Its information overload right now. Not every doctor or healthcare worker is an expert. That includes this author. I have many more questions than answers. Trust, but verify. Gravitate towards those who admit their knowledge gaps. Follow those who reference large health organizations. Be cautious of those who provide guarantees, certainties or 100% knowledge claims.- Thank God for organizations like the CDC, the WHO, and Johns Hopkins University. Anti-vaxers and others spreading conspiracy theories and slander against these organizations for decades will hopefully wake up full of regret and shame after this event passes. Though, I’m guessing this is unlikely.
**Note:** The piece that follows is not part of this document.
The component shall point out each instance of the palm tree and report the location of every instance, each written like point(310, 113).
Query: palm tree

Even more gratitude for the healthcare workers out in the field, emergency rooms, hospital wards and ICUs. I’m an ER doc and we get paid well to do our job. I can't complain. What about the EKG techs, phlebotomists, EMT’s who make slightly above minimum wage, but are currently risking their health and possibly lives to care for the most vulnerable of our society?To the firefighters, nurses, respiratory therapists, pharmacists, social workers, registration staff and the many others I'm forgetting:
Seriously. Thank you.
From the bottom of my heart.
Thank you. You’re a bunch of damn heroes.
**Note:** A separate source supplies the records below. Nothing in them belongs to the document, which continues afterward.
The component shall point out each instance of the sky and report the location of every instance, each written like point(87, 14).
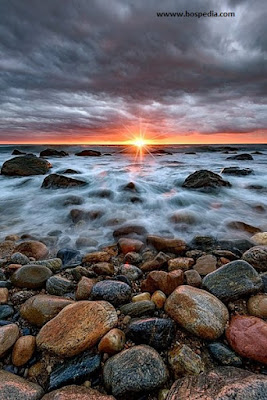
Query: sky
point(105, 71)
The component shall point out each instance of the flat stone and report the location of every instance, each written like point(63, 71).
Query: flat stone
point(248, 337)
point(197, 311)
point(67, 336)
point(41, 308)
point(138, 369)
point(233, 280)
- 2 ER docs are currently in critical condition in the United States. One is in their 40’s and supposedly previously healthy. This hits home for obvious reasons. Healthcare workers suffered a disproportionately high mortality when controlled for age/comorbidities in Italy and China.21, 22, 23 There will definitely be martyrs/heroes. But this is what we trained for and some will certainly be called to give the ultimate sacrifice. I hope its not me. I couldn’t imagine a situation where it would be me. But it will certainly be some of us. It's a statistical likelihood, albeit small. Keep up the good fight. Stay strong & healthy. Be balanced, tenacious, and excellent in all you do.
Of course, this too will pass. But it will likely never really be quite the same.